Si perché il regista premio Oscar per “The Shape of Water” (2017) decide di prendere solo spunto dalla storia di Collodi e poi crea intorno ad essa la sua visione, unica e speciale, catapultando Geppetto e Pinocchio in una Italia cupa e tetra ai tempi del fascismo, e qui Guillermo prende la sua strada ricalcando tutto lo stile che lo ha reso celebre nel mondo e infischiandosene dell’autenticità e mettendoci il cuore, facendoci tornare molto ai tempi del suo capolavoro “Il labirinto del fauno”.

Qui Pinocchio, a differenza dell’opera letteraria e anche di quella celebre Disney, nasce da una notte di bevute più intense di un Geppetto ormai disperato e senza più nulla nella vita, infatti i primi dieci minuti del film che portano a questo momento dell’esistenza del falegname vi avranno già fatto versare fiumi di lacrime, e capirete che già la realizzazione del burattino, così grezza e decisa, ci catapulterà in una storia più dura e “reale” a differenza di quella disneyana, fatta di oscurità ma anche di tantissima fragilità e umanità.

Ogni volta che si toccano determinate storie, ormai entrate nell’immaginario comune, si è sempre pronti a criticare il fatto che siano lontane dall’originale o solo una copia sbiadita ma qui la forza della trama sta proprio nell’essere una storia a sé, che utilizza Pinocchio per raccontarci un’epoca ma anche come affrontare la perdita, il lutto… e la vita.

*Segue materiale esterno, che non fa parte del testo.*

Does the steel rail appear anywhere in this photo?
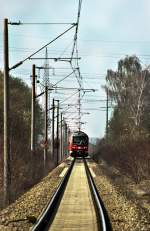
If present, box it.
[84,159,112,231]
[31,159,75,231]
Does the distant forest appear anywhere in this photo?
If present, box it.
[95,56,150,183]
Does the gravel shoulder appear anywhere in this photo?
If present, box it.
[90,162,150,231]
[0,162,67,231]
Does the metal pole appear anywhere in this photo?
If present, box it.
[56,100,59,165]
[78,90,81,131]
[52,99,55,160]
[106,89,108,139]
[60,112,63,160]
[44,86,48,170]
[4,19,11,206]
[31,65,35,153]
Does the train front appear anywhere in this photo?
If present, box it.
[69,131,89,157]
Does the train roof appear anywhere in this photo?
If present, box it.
[72,131,88,137]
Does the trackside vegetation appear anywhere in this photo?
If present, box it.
[95,56,150,183]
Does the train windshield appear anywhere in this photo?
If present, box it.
[73,136,88,145]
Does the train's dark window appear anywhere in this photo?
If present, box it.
[73,136,88,145]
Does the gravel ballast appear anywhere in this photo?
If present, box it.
[0,164,65,231]
[0,161,150,231]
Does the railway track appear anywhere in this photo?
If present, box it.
[32,159,112,231]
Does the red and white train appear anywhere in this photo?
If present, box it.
[69,131,89,157]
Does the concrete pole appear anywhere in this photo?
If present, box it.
[56,100,59,165]
[31,65,35,153]
[106,89,108,139]
[4,19,11,206]
[44,86,48,170]
[60,112,63,160]
[52,99,55,160]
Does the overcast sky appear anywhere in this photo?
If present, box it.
[0,0,150,137]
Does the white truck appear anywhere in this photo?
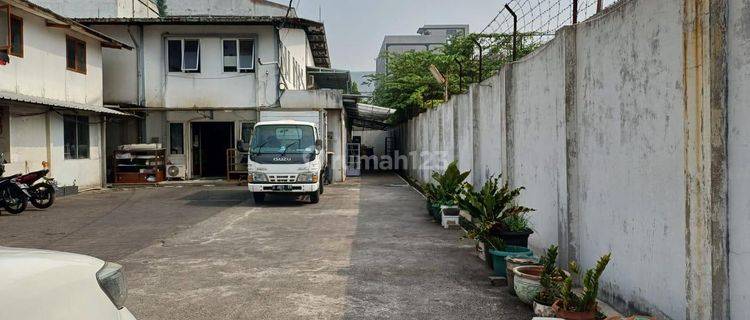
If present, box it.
[247,110,327,203]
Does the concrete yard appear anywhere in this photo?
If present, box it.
[0,174,531,320]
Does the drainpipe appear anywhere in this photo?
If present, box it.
[44,109,55,177]
[99,115,107,188]
[273,27,281,107]
[127,25,148,143]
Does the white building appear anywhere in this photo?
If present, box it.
[31,0,159,18]
[71,5,347,181]
[375,24,469,73]
[0,0,127,188]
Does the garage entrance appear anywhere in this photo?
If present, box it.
[190,122,234,178]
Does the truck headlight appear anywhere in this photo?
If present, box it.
[247,172,268,182]
[297,172,318,183]
[96,262,128,309]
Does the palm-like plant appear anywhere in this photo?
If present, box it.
[424,161,471,206]
[535,245,563,306]
[457,176,534,232]
[560,253,612,312]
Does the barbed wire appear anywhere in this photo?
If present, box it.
[480,0,616,48]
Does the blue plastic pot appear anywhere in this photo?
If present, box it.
[490,246,534,277]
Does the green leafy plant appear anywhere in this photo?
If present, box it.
[560,253,612,312]
[431,161,471,206]
[457,176,534,234]
[534,245,564,306]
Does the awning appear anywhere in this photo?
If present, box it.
[0,91,129,116]
[344,95,396,130]
[307,67,352,93]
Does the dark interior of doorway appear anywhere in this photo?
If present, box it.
[191,122,234,178]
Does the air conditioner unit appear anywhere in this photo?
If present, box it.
[167,164,187,180]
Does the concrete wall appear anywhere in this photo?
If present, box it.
[393,0,750,319]
[0,10,102,105]
[279,28,315,90]
[32,0,159,18]
[5,104,104,190]
[727,0,750,319]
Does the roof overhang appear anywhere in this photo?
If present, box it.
[344,95,396,130]
[75,15,331,68]
[307,67,352,92]
[0,91,130,116]
[3,0,133,50]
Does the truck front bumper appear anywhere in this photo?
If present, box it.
[247,183,320,193]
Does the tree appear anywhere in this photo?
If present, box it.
[349,82,360,94]
[156,0,167,17]
[367,33,539,122]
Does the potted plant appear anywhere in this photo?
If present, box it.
[428,161,471,227]
[533,245,566,317]
[552,253,612,320]
[505,256,539,295]
[422,183,441,218]
[457,177,534,247]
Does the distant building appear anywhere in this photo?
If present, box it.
[351,71,375,96]
[375,24,469,73]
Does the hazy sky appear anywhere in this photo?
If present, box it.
[292,0,505,71]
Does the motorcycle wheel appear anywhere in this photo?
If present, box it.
[31,183,55,209]
[3,190,28,214]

Ovviamente se ci si mette anche una stop motion incredibile, con scene da togliere il fiato, allora tutto diventa ancora più incantevole, ed è stato saggio da parte di del Toro di avvalersi come co-regista di Mark Gustafson, esperto in questo campo, così i due hanno potuto unire le forze per rendere il film una vera perla, che deve vincere a mani basse, senza se e senza ma, l’oscar per il miglior film d’animazione nel 2023.

Se si guarda il film in lingua originale non si può che ammirare anche l’ottimo lavoro svolto da attori come: Ron Perlman (il podestà), Christoph Waltz (Il conte Volpe, un mix fra il gatto, la volpe e mangiafuoco), David Bradley (Geppetto), Tilda Swinton (Spirito del bosco e Morte) ma soprattutto Ewan McGregor. Il suo grillo parlante non è solo una coscienza un po’ troppo saccente, ma un vero e proprio amico fino all’ultimo…

Aggiungo solo che per me dovete assolutamente vederlo, poi magari vi piacerà o no, lo amerete o no, ma penso sia impossibile non piangere nei primi dieci minuti e soprattutto non finire in una valle di lacrime nella parte finale…

P.s: menzione per Cate Blanchett che pur di lavorare con del Toro in questo film, in quel periodo stavano girando insieme “La fiera delle illusioni”, pronuncia praticamente solo due/tre parole nelle vesti della scimmia “Spazzatura”. Anche lei ha voluto aggiungere un granello in più alla magia di questa opera.